The title of this article originated during class from the mouth of one of my business school professors who was notorious for his unbearably opinionated, crass, smug, and ruthless behavior toward his students. It is worth noting that I’m using ‘professor’ in the loosest sense of the word. I’m not referring to a pipe-smoking gentleman in a tweed jacket with elbow patches who quotes F.A. Hayek and Peter Drucker from memory.
I’m describing a rather crude bully from the South Pacific who delighted in terrorizing his students and was an expert in condescension. This man’s talents for teaching and business were inversely proportional to his exaggerated self-importance and arrogance. He was infamous for cold-calling students and putting them on the spot to drive home business-related lessons or simply because the man felt like it.
I would dread his class until after the day that he called on me to opine about the business case assigned for that class. Apparently my somewhat mediocre answer was deemed sufficient by him to get me off the hook for the rest of the semester as he made his way down the list of students.
This joker reveled in providing us with invaluable life lessons, such as how much more sense it made to have a car mechanic in Mexico than in southern California or how the Red Chinese were going to rule over us at some point this century.

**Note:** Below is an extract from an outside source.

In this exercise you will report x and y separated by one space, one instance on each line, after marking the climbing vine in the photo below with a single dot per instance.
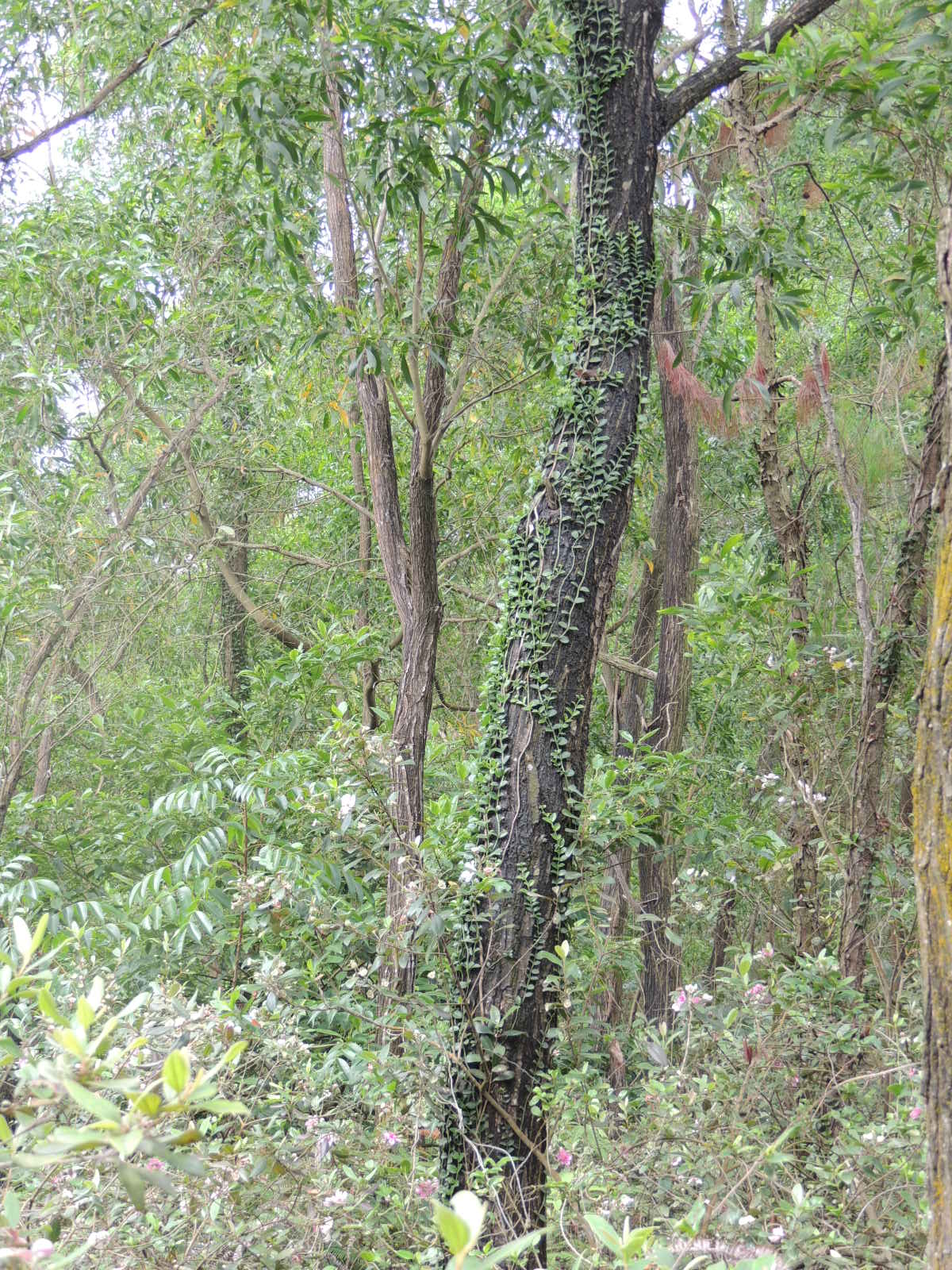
559 573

His real business world experience was almost nonexistent prior to taking up teaching and his publishing record in business journals can fit comfortably on the back of a cocktail napkin.
But the man did spend a season or two coaching a tiny South Pacific island’s national basketball team. If there ever was a better example than this scholar to prove that a PhD in anything business related was other than a completely pointless venture, I have yet to find it. Last I checked, this faculty member of the top-25 American business school I attended was still teaching the same two graduate courses he has been teaching for the past two decades.
Below are some of our man’s nuggets of wisdom and pearls of business acumen directed at his students during class that I wrote down in my notebook. I was in awe of his unique abilities in belittling his students―most of whom were parting with over $100,000 for the privilege of earning the precious MBA designation and his scorn.
“Don’t lay an egg.” This was actually a form of encouragement from him to a student prior to her answering his question.
“You’re not going as fast as I want you to.“ The only reason I may have noted this comment was because I was in the “that’s what she said” phase of my adulthood. Yes, my humor has developed by leaps and bounds since those dark days of my early 30s.
“You’re not going to help me.” This was the professor giving up his grilling of another clueless MBA student before setting his sights on his next victim. He rarely admitted defeat before utterly demolishing the flailing student’s dignity and dreams of a mildly successful career in the business world.
“Buried in that statement is some element of truth.” This is about as much of a compliment one could expect to receive. This was likely addressed to one of the two students who received an A from the professor out of the 70 in the class.
“You lost me.” He certainly did not mince words and you rarely were unaware of where you stood with him.
“You’re missing the point.” I think the majority of us in his strategy class felt the same most of the time when attempting to absorb business lessons from the 15-year-old Harvard Business School case studies we were force-fed weekly.
“We’re completely losing you, aren’t we?” Yes, and that classmate was far from the only one in the dark in the room.
“That’s not what I taught you.” It is highly debatable whether or not the man actually taught anything to us―at least not in the traditional sense.
“Jeepers, creepers.” His common reaction and natural outburst when hearing something especially half-witted from one of our classmates.
“Populism gets you Argentina.” All right, so not everything this business virtuoso said was garbage. Even a broken clock is right twice a day. Peronist socialist populism really did Argentina in.
“You play with it for a year or two.” A reference to a newly-acquired subsidiary of a major multinational corporation. I enjoyed our wordsmith’s ability to keep us on our toes.
“Those guys are crash-hot smart.” The Chinese of course, who else? Certainly not the Westerners whose ancestors invented the modern world while the Chinese were being colonized by the Mongols and Manchus or decimated by Chairman Mao’s Great Leap Forward and Cultural Revolution to the tune of a 50-60 million death toll.